The resignation of Portuguese government late Wednesday weighs on the European Union Summit that starts today, as the country seems very close to resorting to the European Financial Stability Facility. At the same time, Ireland still refuses to increase the tax rate of enterprises in order to get a reduction of interest rate by the rescue fund, and Germany faces internal opposition regarding the initial agreement for the enhancing of EFSF.
Additionally, France turns the heat on European Union to adopt its aggressive attitude against Libya, but Germany is maintains a negative stance.
The so-called “comprehensive solution” and particularly the decisions for a short-term encounter with the debt crisis through EFSF are at risk, with a further postponement until June. Common ground is limited to the “competitiveness pact” and European Commission’s amendments to the Stability Pact.

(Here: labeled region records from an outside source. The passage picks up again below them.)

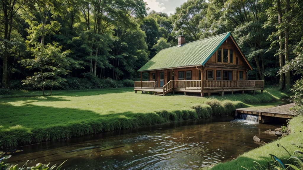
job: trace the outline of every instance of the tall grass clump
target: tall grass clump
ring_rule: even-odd
[[[199,118],[209,118],[212,115],[212,110],[209,105],[202,104],[193,106],[191,107],[195,109]]]
[[[230,114],[236,109],[235,105],[230,100],[223,100],[221,102],[221,104],[224,108],[225,115]]]
[[[221,106],[221,103],[220,101],[214,99],[207,100],[205,103],[211,106],[213,115],[217,116],[223,115],[225,113],[224,108]]]

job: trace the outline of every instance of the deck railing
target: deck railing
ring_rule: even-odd
[[[157,83],[154,81],[135,81],[135,88],[155,88],[157,87]]]
[[[165,94],[168,91],[174,88],[174,83],[175,81],[171,80],[169,81],[166,84],[163,86],[163,93]]]
[[[201,88],[201,80],[177,80],[174,81],[174,88],[185,89]]]
[[[232,89],[263,87],[263,80],[205,80],[203,89]]]
[[[203,81],[203,89],[215,89],[220,88],[235,89],[263,87],[263,80],[205,80]],[[154,88],[158,87],[158,82],[136,81],[135,88]],[[185,89],[201,89],[201,80],[170,80],[163,87],[164,90],[173,88]]]

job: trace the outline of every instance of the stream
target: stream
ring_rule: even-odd
[[[213,117],[116,131],[20,147],[8,162],[63,165],[63,169],[198,169],[232,160],[277,139],[262,132],[281,125]]]

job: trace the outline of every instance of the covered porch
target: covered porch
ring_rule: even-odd
[[[159,87],[158,81],[137,81],[135,83],[135,90],[152,92],[155,94],[165,96],[169,93],[175,92],[200,93],[203,97],[207,93],[208,96],[211,93],[220,93],[223,96],[225,92],[252,90],[264,89],[263,80],[171,80],[162,87]],[[201,87],[202,88],[201,88]]]

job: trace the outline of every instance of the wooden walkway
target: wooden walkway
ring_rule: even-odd
[[[242,108],[236,109],[235,116],[237,116],[238,113],[245,113],[256,115],[259,116],[259,123],[264,123],[266,121],[264,116],[289,118],[297,114],[294,110],[291,110],[291,108],[295,106],[294,103],[279,106],[277,106],[260,110],[256,109],[258,107]]]

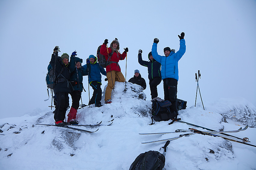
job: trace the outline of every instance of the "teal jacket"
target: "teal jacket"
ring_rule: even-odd
[[[161,63],[161,73],[163,80],[166,78],[172,78],[179,80],[178,62],[186,52],[185,40],[180,40],[180,49],[176,52],[171,52],[168,57],[158,55],[157,53],[157,44],[155,43],[152,46],[152,56],[157,61]]]

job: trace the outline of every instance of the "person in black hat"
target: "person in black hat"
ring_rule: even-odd
[[[171,112],[175,112],[178,114],[177,92],[178,81],[179,80],[179,71],[178,62],[186,51],[186,45],[184,36],[185,34],[183,32],[180,38],[180,49],[176,52],[175,50],[171,50],[169,47],[164,49],[164,56],[161,56],[157,52],[157,44],[159,40],[156,38],[154,39],[152,46],[152,56],[154,59],[161,63],[161,73],[162,79],[164,81],[164,100],[168,100],[172,103],[170,107]]]
[[[128,82],[132,83],[133,84],[136,84],[139,85],[142,88],[143,90],[146,89],[147,84],[145,79],[141,77],[141,75],[139,73],[139,71],[138,70],[134,70],[134,75],[128,81]]]
[[[153,99],[157,97],[158,94],[157,87],[162,81],[160,71],[161,64],[154,59],[151,52],[148,55],[148,59],[150,61],[143,60],[142,57],[142,50],[141,49],[139,50],[138,61],[141,65],[148,67],[148,79],[149,80],[149,87],[151,92],[150,94],[151,95],[151,98]]]

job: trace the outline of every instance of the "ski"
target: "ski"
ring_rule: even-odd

The above consist no good news for Greece, which had been hoping to solve in this very Summit its short-term issue of formalizing the reduction of loan interest rate and the lengthening of repayment period, along with ensuring the possibility of resorting to EFSF in 2012 to cover a part of its sinking fund repayment obligations.
While rate reduction and lengthening are considered certain to be formalized, the decision whether Greece could resort to EFSF next year is expected to be postponed until June, as Capital.gr commented on Monday after the Eurogroup meeting.